Dans Vieux singe, il raconte l’histoire d’un tireur à gages qui a décidé à prendre sa retraite. Ce dernier ruse pour déplacer la cible vers lui tout en formant un jeune à prendre la relève. Le récit tisse par jeu de miroir une narration bien menée dans un dessin en noir et blanc où les masses noires décrivent une nouvelle dimension et différents degrés de lecture.

Fraktory

Rejoignant plusieurs collectifs d’auteurs, participantau fanzine RAV (Rien à voir) ou AOC(Aventure Onirique et Compagnie), Grigou intègre la Fractory et rencontre Antoine Kirsh, le fondateur, avec qui il a dernièrement réalisé une superbe bande dessinée les Moines tatoués, publiée sur le pavé numérique, qui sera éditée en papier pour février 2013. Le duo se retrouve dans cette vision scénaristique théorisée dans les essais de John Truby, comme l’Anatomie du scénario. Une esthétique baroque friande d’intrigues enchâssées et de mélange des genres. Ainsi Grigou s’accorde à considérer ses histoires comme des êtres vivants, des architectures complexes et mouvantes.

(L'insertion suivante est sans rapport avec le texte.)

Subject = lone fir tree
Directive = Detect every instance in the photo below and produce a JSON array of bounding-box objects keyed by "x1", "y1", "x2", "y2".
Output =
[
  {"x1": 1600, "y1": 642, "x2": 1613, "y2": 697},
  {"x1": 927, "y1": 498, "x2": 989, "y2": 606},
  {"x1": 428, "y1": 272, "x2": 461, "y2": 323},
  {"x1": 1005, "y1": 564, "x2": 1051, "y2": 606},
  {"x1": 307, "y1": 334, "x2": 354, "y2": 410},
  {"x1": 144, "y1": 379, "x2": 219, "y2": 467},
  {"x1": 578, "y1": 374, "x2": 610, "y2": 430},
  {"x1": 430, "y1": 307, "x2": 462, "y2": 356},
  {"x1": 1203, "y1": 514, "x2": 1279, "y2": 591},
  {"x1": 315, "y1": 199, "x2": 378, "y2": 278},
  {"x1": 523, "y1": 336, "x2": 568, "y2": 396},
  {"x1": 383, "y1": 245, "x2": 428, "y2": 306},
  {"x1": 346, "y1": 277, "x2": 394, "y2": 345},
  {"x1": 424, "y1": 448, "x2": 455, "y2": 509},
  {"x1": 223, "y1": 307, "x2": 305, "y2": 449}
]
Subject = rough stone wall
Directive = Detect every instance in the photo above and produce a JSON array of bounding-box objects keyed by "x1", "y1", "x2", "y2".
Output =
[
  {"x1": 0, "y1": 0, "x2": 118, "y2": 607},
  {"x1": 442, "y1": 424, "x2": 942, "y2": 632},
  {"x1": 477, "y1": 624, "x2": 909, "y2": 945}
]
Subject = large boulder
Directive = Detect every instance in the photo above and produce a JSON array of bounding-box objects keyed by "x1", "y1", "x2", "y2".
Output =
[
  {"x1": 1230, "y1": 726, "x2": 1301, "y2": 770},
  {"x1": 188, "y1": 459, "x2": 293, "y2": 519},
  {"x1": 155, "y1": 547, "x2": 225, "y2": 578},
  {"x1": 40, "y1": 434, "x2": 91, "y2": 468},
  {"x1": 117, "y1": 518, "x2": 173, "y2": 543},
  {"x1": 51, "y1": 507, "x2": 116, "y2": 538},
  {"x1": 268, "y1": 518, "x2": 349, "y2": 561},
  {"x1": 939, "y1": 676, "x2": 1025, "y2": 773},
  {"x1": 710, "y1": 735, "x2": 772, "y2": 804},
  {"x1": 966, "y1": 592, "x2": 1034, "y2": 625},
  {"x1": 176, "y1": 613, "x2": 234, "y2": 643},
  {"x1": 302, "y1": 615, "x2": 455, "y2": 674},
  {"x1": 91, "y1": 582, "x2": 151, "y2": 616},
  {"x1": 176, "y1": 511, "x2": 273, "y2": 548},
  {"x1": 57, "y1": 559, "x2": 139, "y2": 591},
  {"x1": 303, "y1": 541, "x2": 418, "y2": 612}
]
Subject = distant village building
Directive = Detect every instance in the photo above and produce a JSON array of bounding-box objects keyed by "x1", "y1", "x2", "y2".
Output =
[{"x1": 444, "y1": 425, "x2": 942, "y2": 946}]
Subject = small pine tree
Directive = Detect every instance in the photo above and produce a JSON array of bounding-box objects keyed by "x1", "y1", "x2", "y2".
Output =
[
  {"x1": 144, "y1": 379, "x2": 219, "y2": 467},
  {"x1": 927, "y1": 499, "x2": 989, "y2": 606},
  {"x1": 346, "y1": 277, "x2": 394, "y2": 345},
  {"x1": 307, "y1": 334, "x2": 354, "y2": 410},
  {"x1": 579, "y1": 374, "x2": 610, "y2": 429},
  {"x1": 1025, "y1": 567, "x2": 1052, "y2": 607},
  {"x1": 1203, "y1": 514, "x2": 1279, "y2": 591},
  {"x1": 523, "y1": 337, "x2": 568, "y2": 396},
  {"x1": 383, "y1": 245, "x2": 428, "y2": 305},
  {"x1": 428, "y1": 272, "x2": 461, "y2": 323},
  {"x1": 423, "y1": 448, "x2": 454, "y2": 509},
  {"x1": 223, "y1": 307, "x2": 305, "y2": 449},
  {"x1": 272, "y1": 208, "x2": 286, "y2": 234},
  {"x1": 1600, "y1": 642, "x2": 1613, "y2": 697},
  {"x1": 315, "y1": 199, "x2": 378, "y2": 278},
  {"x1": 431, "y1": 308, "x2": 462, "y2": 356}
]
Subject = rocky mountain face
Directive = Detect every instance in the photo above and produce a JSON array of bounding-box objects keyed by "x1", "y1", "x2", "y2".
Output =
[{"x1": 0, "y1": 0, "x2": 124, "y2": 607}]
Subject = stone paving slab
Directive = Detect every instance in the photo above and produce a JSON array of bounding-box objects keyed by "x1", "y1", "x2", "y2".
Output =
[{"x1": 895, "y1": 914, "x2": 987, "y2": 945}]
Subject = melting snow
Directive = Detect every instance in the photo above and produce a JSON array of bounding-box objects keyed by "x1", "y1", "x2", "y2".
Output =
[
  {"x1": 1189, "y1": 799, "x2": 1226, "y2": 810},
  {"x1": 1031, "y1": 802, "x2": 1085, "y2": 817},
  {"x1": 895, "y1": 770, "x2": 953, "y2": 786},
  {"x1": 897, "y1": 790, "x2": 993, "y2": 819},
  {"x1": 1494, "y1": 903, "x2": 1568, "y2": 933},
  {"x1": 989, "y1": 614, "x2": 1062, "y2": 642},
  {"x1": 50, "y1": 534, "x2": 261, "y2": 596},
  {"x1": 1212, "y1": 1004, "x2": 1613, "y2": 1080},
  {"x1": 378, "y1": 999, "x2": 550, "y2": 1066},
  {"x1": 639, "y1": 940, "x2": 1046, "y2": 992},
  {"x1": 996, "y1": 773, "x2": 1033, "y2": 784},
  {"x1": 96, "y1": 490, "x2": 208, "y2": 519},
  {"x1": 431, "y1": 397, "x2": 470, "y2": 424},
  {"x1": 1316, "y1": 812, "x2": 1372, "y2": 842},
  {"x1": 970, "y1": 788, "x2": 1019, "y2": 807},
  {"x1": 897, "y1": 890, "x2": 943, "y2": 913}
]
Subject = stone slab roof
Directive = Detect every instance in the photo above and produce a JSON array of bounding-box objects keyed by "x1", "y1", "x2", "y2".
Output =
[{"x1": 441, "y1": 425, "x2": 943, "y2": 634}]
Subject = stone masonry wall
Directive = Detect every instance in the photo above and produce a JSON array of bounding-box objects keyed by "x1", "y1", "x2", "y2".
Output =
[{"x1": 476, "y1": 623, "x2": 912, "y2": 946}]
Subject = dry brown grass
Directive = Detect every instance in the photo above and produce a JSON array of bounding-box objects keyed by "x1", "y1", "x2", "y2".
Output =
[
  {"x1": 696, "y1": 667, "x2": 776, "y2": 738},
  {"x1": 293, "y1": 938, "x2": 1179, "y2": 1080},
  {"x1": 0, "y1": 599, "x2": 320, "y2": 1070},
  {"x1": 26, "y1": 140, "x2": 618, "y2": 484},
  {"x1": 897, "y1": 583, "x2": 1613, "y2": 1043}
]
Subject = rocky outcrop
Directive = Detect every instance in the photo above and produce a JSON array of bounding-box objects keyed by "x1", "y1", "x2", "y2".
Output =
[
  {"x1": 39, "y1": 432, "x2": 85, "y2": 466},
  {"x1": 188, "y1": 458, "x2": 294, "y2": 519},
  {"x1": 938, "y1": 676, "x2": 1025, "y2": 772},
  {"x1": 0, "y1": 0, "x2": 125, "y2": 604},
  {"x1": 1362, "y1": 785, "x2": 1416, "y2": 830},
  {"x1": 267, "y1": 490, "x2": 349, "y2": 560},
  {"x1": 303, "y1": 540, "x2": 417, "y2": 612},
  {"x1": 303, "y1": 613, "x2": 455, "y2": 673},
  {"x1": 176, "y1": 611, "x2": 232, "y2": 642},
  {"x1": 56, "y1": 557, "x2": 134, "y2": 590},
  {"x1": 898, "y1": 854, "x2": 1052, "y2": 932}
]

Réalisé cette fois dans un dessin réaliste et en couleur numérique, sur un scénario d’Antoine Kirsh, Les Moines tatoués se lit comme une fable sur la tolérance et la spiritualité. Une rencontre entre des Mormons prédicants et des marginaux bons vivants et retirés du monde.

Aujourd’hui, à 33 ans, Grigou multiplie les projets et a déjà accepté un projet de bande dessinée au Népal pour l’année prochaine. Toutefois, comme il le confesse, “Je travaille lentement et j’ai du mal a faire plusieurs projets en même temps”. Ce qui explique pourquoi il est moins actif sur son blog, même si il continue toutefois à l’alimenter, postant croquis ou expérience comme au mois d’octobre dernier en se prêtant au jeu duInktober. Le blog du vieux Grigou n’en a pas moins d’intérêt, témoignant du parcours et des trajectoires empruntés par un dessinateur de talent.